Does AMD app SDK OpenCL on CPU compiler optimized for the X64 platform?

Discussion created by zhuzxy on Jun 23, 2011
Latest reply on Jun 27, 2011 by MicahVillmow


    I have a question regarding on the OpenCL on CPU for AMD APP.

    I have made a simple test OpenCL code, which just did a lot of add in a loop to test the OpenCL performance. The CL code only include 1 work group and 1 work item, and I also made an C reference code on CPU doing the same thing. I assume the performance should be similar, but what I found is when using reference code on CPU and select the platform to be X64 , the reference code result is much faster( about 50%) than OpenCL on CPU. And if I select the reference code to run on win32 platform, the result is some similar with OpenCL on CPU.
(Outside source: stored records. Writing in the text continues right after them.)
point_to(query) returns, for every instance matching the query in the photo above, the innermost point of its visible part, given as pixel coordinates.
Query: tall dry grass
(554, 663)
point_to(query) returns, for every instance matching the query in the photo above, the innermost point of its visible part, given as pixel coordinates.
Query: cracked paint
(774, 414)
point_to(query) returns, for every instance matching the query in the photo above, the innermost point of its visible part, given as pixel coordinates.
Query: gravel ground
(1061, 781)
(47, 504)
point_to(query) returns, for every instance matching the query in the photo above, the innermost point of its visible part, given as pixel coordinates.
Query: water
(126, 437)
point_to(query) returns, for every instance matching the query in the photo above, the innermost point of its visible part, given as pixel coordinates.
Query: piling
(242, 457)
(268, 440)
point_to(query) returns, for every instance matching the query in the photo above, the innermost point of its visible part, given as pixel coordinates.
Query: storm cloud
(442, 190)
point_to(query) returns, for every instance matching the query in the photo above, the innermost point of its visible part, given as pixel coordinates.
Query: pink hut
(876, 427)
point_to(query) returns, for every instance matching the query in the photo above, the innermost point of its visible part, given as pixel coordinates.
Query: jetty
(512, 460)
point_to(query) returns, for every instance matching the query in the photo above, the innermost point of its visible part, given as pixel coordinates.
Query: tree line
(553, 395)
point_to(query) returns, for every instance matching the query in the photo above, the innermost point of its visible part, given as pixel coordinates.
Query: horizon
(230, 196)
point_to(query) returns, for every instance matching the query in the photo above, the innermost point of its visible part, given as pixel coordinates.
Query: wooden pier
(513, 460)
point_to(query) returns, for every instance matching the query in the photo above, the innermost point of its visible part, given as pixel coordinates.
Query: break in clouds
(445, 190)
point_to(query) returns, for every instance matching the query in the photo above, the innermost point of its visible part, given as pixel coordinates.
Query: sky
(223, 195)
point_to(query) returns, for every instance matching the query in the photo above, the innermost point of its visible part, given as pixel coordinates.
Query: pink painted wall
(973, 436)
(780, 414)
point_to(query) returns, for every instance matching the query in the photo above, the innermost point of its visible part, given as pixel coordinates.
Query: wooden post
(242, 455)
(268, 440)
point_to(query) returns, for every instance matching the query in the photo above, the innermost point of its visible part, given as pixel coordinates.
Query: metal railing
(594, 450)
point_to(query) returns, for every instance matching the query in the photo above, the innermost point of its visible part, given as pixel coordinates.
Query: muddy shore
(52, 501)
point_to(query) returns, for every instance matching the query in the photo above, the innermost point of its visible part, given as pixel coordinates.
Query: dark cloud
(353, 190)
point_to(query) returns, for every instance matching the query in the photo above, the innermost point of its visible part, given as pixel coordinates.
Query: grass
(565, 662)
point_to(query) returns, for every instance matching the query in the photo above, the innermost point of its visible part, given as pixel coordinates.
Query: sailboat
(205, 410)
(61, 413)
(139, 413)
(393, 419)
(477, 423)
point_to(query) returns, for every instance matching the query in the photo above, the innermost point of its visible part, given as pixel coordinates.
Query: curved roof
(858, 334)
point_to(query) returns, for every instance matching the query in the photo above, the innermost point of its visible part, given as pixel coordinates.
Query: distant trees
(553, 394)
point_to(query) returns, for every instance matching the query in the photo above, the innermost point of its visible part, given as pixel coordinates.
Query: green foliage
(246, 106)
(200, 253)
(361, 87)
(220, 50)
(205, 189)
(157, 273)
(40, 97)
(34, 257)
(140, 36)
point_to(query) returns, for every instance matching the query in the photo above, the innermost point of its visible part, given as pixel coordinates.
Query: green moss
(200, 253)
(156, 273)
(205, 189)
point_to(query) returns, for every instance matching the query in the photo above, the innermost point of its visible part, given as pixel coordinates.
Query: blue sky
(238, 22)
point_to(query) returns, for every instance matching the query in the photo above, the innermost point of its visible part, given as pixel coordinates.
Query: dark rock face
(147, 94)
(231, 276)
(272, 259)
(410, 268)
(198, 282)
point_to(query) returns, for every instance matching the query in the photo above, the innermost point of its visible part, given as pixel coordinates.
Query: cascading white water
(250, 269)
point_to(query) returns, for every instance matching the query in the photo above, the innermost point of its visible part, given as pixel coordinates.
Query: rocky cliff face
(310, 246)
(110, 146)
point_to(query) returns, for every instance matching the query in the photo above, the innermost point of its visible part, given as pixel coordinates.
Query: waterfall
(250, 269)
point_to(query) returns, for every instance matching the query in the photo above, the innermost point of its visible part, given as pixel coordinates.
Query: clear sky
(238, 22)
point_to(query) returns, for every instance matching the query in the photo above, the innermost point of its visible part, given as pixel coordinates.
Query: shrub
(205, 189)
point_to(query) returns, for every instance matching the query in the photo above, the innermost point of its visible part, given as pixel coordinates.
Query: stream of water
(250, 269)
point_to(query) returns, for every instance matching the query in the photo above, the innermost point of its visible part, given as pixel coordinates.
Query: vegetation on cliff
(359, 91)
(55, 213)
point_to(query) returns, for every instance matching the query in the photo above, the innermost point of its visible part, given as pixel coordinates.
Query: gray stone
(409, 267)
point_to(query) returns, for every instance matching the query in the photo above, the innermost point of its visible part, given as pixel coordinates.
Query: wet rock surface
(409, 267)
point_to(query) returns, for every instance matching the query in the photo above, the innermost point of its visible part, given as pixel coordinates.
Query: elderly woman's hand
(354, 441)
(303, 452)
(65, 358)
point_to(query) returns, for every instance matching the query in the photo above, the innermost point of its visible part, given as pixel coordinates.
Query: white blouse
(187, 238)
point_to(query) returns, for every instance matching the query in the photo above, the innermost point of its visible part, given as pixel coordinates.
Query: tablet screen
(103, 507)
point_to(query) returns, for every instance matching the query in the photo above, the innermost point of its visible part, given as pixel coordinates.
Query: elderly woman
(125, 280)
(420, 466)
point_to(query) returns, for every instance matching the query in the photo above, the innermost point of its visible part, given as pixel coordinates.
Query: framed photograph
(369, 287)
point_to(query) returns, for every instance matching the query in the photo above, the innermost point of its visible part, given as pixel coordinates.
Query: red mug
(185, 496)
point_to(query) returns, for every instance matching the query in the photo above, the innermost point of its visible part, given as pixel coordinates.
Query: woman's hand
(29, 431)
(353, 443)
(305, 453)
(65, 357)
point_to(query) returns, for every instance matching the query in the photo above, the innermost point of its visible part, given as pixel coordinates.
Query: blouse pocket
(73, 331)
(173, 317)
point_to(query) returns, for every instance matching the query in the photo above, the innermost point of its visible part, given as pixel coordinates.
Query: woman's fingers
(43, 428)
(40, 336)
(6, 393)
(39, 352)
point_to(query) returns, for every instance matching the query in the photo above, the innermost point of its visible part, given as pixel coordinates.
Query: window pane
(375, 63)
  My question is does the AMD APP OpenCL compiler optimized for the X64 platform or only for W32 platform? And how can I verify it. Can anyone give me some instructions or suggestions?

I used AMD kernel analyzer to analysis my CL code and generate the X86 assembly instructions as below.

// only paste the vector add part of the code.

// the CL source code is vec[c] = vec[a] + vec

// where vec is char16 data type

 movdqa (%ebx), %xmm0
 addl $16, %ebx
 paddb (%esi), %xmm0
 addl $16, %esi
 movdqa %xmm0, (%ebp)
 addl $16, %ebp
 decl %edx
 jne LBB0_5
 jmp LBB0_3